If you have certain conditions, or if statins arent working to decrease your high cholesterol sufficiently, your doctor may prescribe one of these other cholesterol-lowering medications:
- PCSK9 Inhibitors A newer type of medicine, PCSK9 inhibitors bind to and inactivate a protein on certain liver cells, which then lowers LDL cholesterol. Administered by injection, they are often used in patients with high cholesterol that doesnt respond to statins or people with familial hypercholesterolemia.
- Selective Cholesterol Absorption Inhibitors The most commonly used nonstatin agent, according to the AHA, selective cholesterol absorption inhibitors prevent cholesterol from being absorbed in the intestine. This means less cholesterol is delivered to the liver and, ultimately, the blood.

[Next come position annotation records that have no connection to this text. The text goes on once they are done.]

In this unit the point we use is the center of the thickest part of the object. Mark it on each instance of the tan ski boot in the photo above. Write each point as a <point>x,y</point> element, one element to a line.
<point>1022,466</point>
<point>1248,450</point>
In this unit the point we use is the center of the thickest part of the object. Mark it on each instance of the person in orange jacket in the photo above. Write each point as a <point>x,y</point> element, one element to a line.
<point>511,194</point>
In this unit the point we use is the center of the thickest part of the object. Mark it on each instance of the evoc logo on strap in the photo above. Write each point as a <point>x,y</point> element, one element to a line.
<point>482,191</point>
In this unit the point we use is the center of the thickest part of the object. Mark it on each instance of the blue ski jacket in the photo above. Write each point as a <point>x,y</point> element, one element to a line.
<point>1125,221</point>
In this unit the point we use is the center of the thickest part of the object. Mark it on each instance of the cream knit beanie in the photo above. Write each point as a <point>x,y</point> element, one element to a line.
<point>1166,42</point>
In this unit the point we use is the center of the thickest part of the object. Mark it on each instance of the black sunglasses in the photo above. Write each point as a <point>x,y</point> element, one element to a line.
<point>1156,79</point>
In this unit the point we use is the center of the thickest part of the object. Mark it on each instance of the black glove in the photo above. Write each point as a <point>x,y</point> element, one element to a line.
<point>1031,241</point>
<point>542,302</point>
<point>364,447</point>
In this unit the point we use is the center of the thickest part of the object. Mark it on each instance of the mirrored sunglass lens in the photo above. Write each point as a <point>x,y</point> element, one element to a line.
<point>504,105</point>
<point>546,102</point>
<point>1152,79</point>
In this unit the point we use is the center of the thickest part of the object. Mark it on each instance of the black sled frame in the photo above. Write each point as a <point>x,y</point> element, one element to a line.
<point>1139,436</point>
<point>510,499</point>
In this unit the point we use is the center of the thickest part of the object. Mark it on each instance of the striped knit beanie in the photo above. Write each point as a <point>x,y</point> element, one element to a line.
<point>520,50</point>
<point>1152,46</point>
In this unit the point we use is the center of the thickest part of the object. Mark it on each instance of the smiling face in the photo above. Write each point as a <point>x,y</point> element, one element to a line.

- Bile Acid Sequestrants Also known as bile-acid-binding agents, these drugs work by removing bile acids from the liver. Since LDL cholesterol is needed to make bile acids, the body then breaks down more LDL cholesterol particles.
Maintain A Normal Weight
Having a BMI in the overweight or obese range highly correlates with having excess body fat, which in turn can affect how your body processes cholesterol. Excess body fat also slows down the ability to remove LDL cholesterol from the blood, raising your levels and increasing your risk of heart attack and stroke.